While an interest in formal clarity and order is often read in the Precisionist cityscape, it is also evident in photographs that were popular in advertising in 1920s, particularly for modern industrial wonders, such as automobiles and airplanes. This visual clarity in advertising is also evident in the direct painting style of Elise Driggs in her painting of the Tri-Motor airplane of 1928, which bears an uncanny resemblance to the images used in Ford’s 1928 advertisement titled Through the Night in which the Tri-Motor pane appears aloft and in strict profile.

A final aspect explored in the exhibition is the rural experience, which in contrast to the metropolis, is idealised in the 1920s as more pure and clean. In John Steuart Curry’s painting, The Bathers, three majestic male nudes bath within an idyllic natural landscape. Here the realist landscape reveals not only a desire to embrace a purely “American” history, one not tainted by European influences, but also a more complex conflation of human and plant life. Curry’s painting, for example, calls to mind analogies made by eugenics advocates between human bodies and livestock. This image is on one level an allegory of three stages of life; it is also an exultation of physical perfection and racial and genetic homogeneity. Are the men pictured bathing just so as to reveal the majesty of their bodies or is it an allegory of a gene pool?
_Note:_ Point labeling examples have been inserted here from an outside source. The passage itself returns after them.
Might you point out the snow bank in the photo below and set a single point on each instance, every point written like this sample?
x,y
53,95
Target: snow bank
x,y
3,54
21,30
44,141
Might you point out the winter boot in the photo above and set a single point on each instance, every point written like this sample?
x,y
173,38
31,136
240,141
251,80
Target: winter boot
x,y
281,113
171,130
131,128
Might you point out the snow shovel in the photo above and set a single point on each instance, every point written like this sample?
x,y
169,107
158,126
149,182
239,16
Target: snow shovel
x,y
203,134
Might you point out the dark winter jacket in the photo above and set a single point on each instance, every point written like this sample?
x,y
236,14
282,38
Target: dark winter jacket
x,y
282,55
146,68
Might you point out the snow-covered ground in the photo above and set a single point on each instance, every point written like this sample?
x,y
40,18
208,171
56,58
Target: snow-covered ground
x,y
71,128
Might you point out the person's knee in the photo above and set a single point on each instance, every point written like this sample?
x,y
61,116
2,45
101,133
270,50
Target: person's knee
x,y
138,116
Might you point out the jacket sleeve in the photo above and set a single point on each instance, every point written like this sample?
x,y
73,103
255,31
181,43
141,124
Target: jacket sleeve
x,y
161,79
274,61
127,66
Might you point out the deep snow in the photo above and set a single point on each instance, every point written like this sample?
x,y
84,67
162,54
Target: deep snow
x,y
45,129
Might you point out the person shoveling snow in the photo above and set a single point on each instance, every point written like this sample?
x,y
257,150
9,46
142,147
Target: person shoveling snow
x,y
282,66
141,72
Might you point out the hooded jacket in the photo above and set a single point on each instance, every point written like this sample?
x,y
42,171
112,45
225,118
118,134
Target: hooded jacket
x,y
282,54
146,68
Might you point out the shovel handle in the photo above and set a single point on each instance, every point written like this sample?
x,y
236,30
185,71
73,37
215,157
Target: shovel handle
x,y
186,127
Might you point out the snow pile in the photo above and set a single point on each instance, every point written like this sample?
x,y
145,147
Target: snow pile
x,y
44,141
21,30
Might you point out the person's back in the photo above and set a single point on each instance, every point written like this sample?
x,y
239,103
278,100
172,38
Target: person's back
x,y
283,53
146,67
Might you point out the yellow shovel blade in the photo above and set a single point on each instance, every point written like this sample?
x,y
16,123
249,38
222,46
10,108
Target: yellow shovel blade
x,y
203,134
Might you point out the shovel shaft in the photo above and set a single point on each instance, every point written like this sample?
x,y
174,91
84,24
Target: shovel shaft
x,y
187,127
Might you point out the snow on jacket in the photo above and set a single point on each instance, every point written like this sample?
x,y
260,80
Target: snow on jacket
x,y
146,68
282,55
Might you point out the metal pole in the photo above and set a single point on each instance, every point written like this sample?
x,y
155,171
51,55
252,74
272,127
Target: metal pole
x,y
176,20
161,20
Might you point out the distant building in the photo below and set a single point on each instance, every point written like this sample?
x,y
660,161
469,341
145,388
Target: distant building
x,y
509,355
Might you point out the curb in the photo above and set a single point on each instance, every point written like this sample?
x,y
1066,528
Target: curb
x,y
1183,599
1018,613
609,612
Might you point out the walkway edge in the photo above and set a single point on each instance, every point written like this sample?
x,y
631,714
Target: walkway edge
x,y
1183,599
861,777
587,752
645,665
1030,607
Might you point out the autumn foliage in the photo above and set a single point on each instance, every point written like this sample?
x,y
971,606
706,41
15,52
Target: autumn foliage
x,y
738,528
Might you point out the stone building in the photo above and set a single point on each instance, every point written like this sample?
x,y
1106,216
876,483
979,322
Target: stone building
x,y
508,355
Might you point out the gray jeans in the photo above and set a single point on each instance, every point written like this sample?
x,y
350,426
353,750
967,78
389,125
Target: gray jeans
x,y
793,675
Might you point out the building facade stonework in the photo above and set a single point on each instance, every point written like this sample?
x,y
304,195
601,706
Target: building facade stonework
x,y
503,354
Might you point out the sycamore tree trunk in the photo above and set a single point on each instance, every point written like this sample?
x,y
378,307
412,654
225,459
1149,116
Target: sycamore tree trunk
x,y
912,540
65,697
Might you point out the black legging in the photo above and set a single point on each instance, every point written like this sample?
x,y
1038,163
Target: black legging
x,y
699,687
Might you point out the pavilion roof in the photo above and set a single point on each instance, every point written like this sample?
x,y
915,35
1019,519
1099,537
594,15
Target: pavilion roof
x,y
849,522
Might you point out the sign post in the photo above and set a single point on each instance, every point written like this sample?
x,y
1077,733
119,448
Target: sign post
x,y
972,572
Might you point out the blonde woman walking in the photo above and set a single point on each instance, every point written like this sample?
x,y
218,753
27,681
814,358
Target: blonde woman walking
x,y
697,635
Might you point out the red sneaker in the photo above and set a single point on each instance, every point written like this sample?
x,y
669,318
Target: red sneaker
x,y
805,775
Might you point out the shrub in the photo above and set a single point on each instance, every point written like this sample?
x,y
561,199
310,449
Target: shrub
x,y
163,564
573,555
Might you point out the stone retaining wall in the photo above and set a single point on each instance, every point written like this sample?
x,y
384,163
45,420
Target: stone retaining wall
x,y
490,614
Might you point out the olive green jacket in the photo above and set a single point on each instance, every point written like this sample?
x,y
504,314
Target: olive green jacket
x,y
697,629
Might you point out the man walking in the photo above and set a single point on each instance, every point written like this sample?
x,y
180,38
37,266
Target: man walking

While the popularity of eugenics in the 1920s has become a somewhat taboo topic for fear of drawing links to Nazism’s interpretation of eugenics, it is impossible to deny the prevalence of these ideas within America at the time. It is by opening up the discussion of the art in the 1920s to allow for both contradictions and areas of influence, such as eugenics, which historians have often overlooked, that this exhibition finds its strength. In the deft hands of the curators, the 1920s is proven to be more complex than we often assume and as intriguing as ever.